I'm using the Spark NLP pipeline to preprocess my data. Instead of only removing punctuation, the normalizer also removes umlauts.
My code:
documentAssembler = DocumentAssembler() \
.setInputCol("column") \
.setOutputCol("column_document")\
.setCleanupMode('shrink_full')
tokenizer = Tokenizer() \
.setInputCols(["column_document"]) \
.setOutputCol("column_token") \
.setMinLength(2)\
.setMaxLength(30)
normalizer = Normalizer() \
.setInputCols(["column_token"]) \
.setOutputCol("column_normalized")\
.setCleanupPatterns(["[^\w -]|_|-(?!\w)|(?<!\w)-"])\
.setLowercase(True)\
Example:
Ich esse gerne Äpfel vom Biobauernhof Reutter-Müller, die schmecken besonders gut!
Output:
Ich esse gerne pfel vom Biobauernhof Reutter Mller die schmecken besonders gut
Expected Output:
Ich esse gerne Äpfel vom Biobauernhof Reutter-Müller die schmecken besonders gut
The \w
pattern is not Unicode-aware by default, you need to make it Unicode-aware with a regex option.
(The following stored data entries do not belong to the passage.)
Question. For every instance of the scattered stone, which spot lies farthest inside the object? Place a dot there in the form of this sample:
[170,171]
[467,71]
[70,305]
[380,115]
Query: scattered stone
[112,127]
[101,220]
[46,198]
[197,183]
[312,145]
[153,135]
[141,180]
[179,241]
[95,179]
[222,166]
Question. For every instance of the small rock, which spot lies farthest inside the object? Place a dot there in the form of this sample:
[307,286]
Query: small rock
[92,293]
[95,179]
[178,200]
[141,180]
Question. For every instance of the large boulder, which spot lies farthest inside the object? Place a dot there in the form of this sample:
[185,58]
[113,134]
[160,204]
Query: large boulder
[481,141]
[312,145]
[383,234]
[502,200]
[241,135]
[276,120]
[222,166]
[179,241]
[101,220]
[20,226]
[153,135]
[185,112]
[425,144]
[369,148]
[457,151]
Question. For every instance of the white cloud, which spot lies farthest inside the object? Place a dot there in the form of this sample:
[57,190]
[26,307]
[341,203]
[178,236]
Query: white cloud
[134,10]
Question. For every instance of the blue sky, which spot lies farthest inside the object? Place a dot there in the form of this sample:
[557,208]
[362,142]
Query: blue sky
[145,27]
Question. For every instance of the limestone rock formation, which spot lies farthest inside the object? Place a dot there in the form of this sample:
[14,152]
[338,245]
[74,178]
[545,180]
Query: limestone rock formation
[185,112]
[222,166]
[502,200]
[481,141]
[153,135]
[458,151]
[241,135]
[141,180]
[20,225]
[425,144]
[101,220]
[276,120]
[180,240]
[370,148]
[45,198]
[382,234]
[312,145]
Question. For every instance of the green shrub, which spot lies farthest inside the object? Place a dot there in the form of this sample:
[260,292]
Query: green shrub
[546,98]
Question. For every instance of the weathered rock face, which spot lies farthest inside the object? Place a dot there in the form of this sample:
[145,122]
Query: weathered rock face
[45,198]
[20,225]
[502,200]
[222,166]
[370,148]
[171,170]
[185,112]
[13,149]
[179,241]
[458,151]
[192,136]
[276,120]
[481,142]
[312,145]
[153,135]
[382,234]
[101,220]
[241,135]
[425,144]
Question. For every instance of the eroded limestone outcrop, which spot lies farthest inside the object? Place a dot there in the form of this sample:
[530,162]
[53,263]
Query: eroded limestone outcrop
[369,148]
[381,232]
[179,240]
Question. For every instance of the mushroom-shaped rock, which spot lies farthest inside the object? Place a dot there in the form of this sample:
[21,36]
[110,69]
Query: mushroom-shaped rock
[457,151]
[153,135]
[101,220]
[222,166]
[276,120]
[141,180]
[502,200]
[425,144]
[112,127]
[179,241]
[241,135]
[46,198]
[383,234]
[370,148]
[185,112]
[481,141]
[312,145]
In this case, it is easier to do it with an embedded flag option (?U)
:
"(?U)[^\w -]|_|-(?!\w)|(?<!\w)-"
More details from the documentation:
When this flag is specified then the (US-ASCII only) Predefined character classes and POSIX character classes are in conformance with Unicode Technical Standard #18: Unicode Regular Expression Annex C: Compatibility Properties.
The UNICODE_CHARACTER_CLASS mode can also be enabled via the embedded flag expression
(?U)
.The flag implies UNICODE_CASE, that is, it enables Unicode-aware case folding.